Математическое Общество обычно собиралось в комнате для проведения семинаров, где столы были завалены последними номерами всех математических периодических изданий, выпускаемых во всем мире. Гильберт был председателем, а профессора и подающие надежды студенты сидели рядышком. Как студенты, так и профессора принимали участие в зачитывании работ, и обсуждение было свободным и критичным.
После заседаний мы прогуливались через весь город к кафе Рона, находившемся в красивом парке на вершине холма, возвышавшегося над городом.

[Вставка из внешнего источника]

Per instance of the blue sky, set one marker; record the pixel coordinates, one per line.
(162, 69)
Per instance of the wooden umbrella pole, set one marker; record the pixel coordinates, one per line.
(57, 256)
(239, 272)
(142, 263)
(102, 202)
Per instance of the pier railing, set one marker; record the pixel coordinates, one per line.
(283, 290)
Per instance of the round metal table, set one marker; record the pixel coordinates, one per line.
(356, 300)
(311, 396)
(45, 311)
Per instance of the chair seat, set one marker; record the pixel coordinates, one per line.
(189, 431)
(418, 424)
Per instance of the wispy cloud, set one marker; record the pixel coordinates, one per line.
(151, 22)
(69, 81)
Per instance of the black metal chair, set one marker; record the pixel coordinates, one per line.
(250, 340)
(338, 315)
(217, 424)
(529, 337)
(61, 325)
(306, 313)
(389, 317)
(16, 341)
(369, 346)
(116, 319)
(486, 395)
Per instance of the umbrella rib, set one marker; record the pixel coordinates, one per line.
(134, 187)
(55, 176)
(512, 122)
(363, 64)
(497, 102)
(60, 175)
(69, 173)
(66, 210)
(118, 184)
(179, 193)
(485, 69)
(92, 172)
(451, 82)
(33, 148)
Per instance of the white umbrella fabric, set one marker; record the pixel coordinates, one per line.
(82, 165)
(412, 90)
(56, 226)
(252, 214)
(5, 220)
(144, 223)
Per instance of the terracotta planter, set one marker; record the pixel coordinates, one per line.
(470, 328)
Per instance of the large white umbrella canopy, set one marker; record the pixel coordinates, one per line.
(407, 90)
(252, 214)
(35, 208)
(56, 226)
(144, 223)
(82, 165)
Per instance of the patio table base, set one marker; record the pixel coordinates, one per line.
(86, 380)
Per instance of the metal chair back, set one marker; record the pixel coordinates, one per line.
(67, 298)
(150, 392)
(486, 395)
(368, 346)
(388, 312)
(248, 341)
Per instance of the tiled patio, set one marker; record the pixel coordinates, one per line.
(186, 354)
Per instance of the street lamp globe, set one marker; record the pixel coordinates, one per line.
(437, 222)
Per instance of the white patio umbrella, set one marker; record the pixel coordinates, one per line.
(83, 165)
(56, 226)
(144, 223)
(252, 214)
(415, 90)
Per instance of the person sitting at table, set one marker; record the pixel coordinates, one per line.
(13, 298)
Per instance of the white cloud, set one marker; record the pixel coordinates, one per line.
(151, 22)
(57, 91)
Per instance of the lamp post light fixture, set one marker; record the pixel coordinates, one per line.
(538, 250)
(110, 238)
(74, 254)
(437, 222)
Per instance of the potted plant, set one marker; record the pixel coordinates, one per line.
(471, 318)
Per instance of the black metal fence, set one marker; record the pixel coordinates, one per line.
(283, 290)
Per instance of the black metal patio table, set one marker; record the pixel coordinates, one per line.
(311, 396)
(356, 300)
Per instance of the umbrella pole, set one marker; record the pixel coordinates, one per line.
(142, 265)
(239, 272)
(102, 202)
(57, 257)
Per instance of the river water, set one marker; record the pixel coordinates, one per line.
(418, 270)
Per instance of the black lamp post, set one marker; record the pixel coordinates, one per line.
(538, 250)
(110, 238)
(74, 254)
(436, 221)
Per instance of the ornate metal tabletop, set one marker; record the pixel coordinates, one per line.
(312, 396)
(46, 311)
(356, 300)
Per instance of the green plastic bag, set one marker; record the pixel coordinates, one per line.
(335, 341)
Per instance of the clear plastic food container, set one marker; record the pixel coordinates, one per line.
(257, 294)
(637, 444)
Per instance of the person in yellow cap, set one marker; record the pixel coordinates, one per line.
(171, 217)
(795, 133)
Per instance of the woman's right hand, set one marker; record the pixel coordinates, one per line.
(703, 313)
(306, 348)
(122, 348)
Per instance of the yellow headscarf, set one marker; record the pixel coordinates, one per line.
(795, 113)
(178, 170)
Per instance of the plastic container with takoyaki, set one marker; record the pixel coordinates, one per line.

Там мы выпивали по кружке пива или чашке кофе и обсуждали самые разные математические идеи, как наши собственные, так и те, о которых прочли в литературе. Так я познакомился с молодыми людьми такими, как Феликс Бернстайн, который сделал замечательную работу по теории Кантора, маленький Отто Сас, носивший туфли на высоких каблуках и колючие рыжие усы. Сас стал мне близким другом и защитником, и я счастлив, что позднее, когда наступил гитлеровский режим, я смог помочь ему обосноваться в Соединенных Штатах.
Такая комбинация научной и общественной жизни на Nachsitzenungen[45]

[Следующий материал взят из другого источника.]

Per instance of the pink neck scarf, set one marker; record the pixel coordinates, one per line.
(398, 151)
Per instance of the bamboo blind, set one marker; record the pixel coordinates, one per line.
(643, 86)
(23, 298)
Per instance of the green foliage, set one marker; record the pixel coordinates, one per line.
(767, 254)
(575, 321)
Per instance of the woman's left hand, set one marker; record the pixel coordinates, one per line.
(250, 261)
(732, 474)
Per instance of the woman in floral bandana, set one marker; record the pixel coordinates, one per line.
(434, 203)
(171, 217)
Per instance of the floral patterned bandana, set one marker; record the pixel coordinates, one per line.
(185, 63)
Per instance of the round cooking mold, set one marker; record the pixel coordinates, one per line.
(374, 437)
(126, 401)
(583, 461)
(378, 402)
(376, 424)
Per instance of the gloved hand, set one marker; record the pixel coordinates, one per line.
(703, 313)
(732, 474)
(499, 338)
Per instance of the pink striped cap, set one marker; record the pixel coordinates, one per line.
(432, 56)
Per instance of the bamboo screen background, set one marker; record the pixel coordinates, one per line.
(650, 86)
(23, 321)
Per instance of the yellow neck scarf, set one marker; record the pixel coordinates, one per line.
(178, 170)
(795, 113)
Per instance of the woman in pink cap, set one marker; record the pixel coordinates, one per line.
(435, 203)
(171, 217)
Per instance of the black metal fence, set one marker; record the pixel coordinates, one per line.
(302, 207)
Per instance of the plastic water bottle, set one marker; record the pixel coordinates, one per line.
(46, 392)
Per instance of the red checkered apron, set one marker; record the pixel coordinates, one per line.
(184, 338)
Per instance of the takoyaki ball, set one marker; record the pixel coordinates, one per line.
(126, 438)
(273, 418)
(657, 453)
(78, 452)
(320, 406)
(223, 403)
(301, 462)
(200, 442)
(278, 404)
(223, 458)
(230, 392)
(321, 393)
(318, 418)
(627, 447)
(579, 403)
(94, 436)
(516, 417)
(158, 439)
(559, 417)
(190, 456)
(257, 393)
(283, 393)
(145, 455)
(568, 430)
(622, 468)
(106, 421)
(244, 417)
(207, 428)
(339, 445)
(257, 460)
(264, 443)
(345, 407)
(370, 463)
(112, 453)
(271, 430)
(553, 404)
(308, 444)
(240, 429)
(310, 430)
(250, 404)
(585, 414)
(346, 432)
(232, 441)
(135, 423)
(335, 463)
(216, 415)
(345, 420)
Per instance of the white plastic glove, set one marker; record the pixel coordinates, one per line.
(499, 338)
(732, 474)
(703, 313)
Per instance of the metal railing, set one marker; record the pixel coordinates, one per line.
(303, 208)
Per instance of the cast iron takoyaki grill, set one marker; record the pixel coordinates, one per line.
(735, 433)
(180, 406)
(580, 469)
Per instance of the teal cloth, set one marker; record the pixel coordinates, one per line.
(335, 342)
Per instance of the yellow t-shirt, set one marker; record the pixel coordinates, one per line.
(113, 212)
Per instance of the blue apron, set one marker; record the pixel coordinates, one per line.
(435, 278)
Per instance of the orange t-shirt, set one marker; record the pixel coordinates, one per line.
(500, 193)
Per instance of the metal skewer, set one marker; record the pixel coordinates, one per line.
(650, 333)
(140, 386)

в кафе Рона на холме была весьма привлекательной для меня. Эти встречи чем-то напоминали встречи в Гарвардском Математическом Обществе, но здесь более пожилые математики были более великими, а молодые были более способными и полны энтузиазма и общение было более свободным. Заседания Гарвардского Математического Общества по сравнению с заседаниями в Геттингене были как безалкогольное пиво по сравнению с крепким пойлом жителя Мюнхена.Примерно в это время я впервые испытал, что такое сконцентрированная, полная страсти работа, которая необходима для нового исследования. У меня была идея, что метод, уже использованный мной для получения ряда более высоких логических типов из точно не определенной системы, можно было бы использовать для установления чего-то, чем можно заместить аксиоматическое трактование для широкого класса систем. У меня появилась идея обобщить значения транзитивности и взаимозаменяемости, что уже было использовано в теории ряда, для систем с большим числом измерений. Я переваривал эту идею в течение недели, отвлекаясь от работы только ради того, чтобы проглотить кусочек черного хлеба с тильзитским сыром, который я покупал в магазине деликатесов. Вскоре я понял, что у меня получается что-то интересное; но неразрешенные идеи были истинной пыткой для меня до тех пор, пока я не запишу их и не выведу из своей системы. Получившаяся в итоге статья, которую я назвал «Исследования по синтетической логике» («Studies in Synthetic Logic»), представляла собой одну из лучших частей моих ранних исследований. Она появилась позже в «Трудах кембриджского философского общества» («Proceedings of the Cambridge Philosophical Society») и послужила основой для курса «Обучающие лекции» («Docent Lectures»), которые я читал в Гарварде годом позже.
Математика слишком трудна и непривлекательна для тех, кто не способен понять то великое вознаграждение, которое она может дать. Это вознаграждение по характеру похоже на вознаграждение, получаемое художником. Когда видишь, как трудный, неподдающийся материал принимает живую форму и значение, начинаешь ощущать себя Пигмалионом, неважно, имеешь ли дело с камнем или с жесткой, камнеподобной логикой. Видеть, как туда, где не было ни значения, ни понимания, вливаются значение и понимание, это подобно работе в содружестве с творцом. И никакая техническая точность, никакой физический труд не смогут заменить этот творческий момент ни в жизни математика, ни в жизни художника или музыканта. Это неразрывно связано с представлениями о ценностях, которые совершенно идентичны представлениям о ценностях, присущих художнику или музыканту. Ни математик, ни художник не смогут сказать вам, в чем различие между значительной работой и мыльным пузырем; но если он не способен определять это в глубине своего сердца, то он не художник и не математик.